Agnelli, der bei Juve aufgrund des kapitalen Fehlstarts der Super League selbst bereits vor dem Aus stehen soll, will laut eigenen Angaben damit fortfahren, den "schönsten Wettbewerb der Welt zu schaffen". Dieser würde der gesamten Fußballpyramide Vorteile bringen. "Die Verteilung der Ressourcen an andere Vereine wird erhöht und er bleibt offen." Fünf der 20 Startplätze der Super League sollten planmäßig jährlich im Dialog mit den Fußballverbänden neu vergeben werden.
Mit Blick auf die Fans argumentierte der 45-Jährige, dass die Anziehungskraft des Fußballs derzeit eine Krise bei den jungen Generationen durchlebe. "Die Jüngsten wollen die großen Events sehen und sind weniger mit den Elementen des Lokalpatriotismus verbunden, die die vorangegangenen Generationen - inklusive meiner - geprägt haben", sagte Agnelli.
Premier-League-Klubs entschuldigen sich
Dennoch wandten sich die englischen Clubs am Dienstagabend - keine 48 Stunden nach Veröffentlichung der Pläne - auf Druck ihrer Fans und auch der britischen Regierung von der Super League ab. "Wir haben einen Fehler gemacht und wir entschuldigen uns dafür", hieß es auf dem Twitter-Account von Arsenal. Chelsea ergänzte, dass man zu dem Schluss gekommen sei, dass die Pläne "nicht im besten Interesse des Clubs, unserer Fans und der breiteren Fußballgemeinschaft sind."
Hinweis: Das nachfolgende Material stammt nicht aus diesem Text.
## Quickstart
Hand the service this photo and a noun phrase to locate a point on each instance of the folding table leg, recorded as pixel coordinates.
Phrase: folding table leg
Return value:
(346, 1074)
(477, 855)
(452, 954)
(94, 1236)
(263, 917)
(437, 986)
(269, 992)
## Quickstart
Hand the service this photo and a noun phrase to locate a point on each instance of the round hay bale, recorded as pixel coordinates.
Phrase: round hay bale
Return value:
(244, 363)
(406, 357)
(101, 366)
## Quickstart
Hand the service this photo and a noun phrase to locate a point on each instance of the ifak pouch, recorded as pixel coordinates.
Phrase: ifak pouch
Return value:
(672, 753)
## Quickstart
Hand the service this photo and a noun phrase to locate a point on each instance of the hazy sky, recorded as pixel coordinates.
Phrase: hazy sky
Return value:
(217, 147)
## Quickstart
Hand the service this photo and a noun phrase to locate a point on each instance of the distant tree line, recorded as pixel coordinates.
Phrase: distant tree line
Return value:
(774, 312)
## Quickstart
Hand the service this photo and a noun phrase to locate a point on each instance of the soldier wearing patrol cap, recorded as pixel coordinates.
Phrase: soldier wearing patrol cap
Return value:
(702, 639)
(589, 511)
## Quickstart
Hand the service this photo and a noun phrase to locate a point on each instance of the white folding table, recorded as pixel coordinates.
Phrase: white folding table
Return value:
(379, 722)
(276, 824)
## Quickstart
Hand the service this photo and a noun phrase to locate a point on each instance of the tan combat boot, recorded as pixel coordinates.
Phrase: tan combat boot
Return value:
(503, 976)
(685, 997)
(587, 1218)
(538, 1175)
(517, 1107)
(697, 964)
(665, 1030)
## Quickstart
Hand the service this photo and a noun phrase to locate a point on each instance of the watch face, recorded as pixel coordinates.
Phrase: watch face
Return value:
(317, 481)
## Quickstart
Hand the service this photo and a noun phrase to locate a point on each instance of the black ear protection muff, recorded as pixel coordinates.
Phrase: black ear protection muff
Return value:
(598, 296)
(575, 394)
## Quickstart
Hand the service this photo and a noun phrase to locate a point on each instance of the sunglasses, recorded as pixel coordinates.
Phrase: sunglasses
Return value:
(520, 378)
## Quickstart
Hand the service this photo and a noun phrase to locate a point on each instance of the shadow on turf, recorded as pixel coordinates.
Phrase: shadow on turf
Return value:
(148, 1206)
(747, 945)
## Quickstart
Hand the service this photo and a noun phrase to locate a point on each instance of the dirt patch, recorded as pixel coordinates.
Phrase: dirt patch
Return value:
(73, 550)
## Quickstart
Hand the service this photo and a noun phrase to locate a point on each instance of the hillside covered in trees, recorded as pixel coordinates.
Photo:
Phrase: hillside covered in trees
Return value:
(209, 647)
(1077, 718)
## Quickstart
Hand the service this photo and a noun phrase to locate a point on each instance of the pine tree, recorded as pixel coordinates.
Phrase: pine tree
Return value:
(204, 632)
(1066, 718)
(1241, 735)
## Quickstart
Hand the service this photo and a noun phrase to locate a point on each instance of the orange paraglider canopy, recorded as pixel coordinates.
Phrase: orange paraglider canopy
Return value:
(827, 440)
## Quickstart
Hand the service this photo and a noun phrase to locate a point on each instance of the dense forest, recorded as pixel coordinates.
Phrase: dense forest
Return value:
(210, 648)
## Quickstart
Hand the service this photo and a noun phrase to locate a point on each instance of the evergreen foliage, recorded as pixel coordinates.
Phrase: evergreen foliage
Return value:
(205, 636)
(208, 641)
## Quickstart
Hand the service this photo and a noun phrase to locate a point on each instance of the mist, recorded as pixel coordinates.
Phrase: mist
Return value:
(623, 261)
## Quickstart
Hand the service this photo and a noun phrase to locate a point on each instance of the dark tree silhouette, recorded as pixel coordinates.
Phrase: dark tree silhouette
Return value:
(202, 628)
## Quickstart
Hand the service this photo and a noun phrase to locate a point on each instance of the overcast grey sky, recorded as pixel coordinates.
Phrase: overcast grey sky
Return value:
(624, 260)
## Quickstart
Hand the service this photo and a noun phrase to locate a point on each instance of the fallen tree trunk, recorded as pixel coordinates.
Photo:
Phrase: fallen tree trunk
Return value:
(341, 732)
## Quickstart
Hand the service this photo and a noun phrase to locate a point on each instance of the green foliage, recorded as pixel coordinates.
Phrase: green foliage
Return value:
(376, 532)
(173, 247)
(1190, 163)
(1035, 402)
Liverpools US-amerikanischer Haupteigentümer John Henry nahm die Schuld für das Tohuwabohu auf seine Kappe und entschuldigte sich bei den Fans und Trainer Jürgen Klopp. "Es tut mir leid, ich alleine bin für die unnötige Negativität, die in den vergangenen Tagen aufgekommen ist, verantwortlich", sagte der Chef der Fenway Sports Group in einem Video auf der Club-Website. "Das ist etwas, das ich nicht vergessen werde. Und es zeigt die Kraft, die die Fans heute haben und zurecht weiterhin haben werden."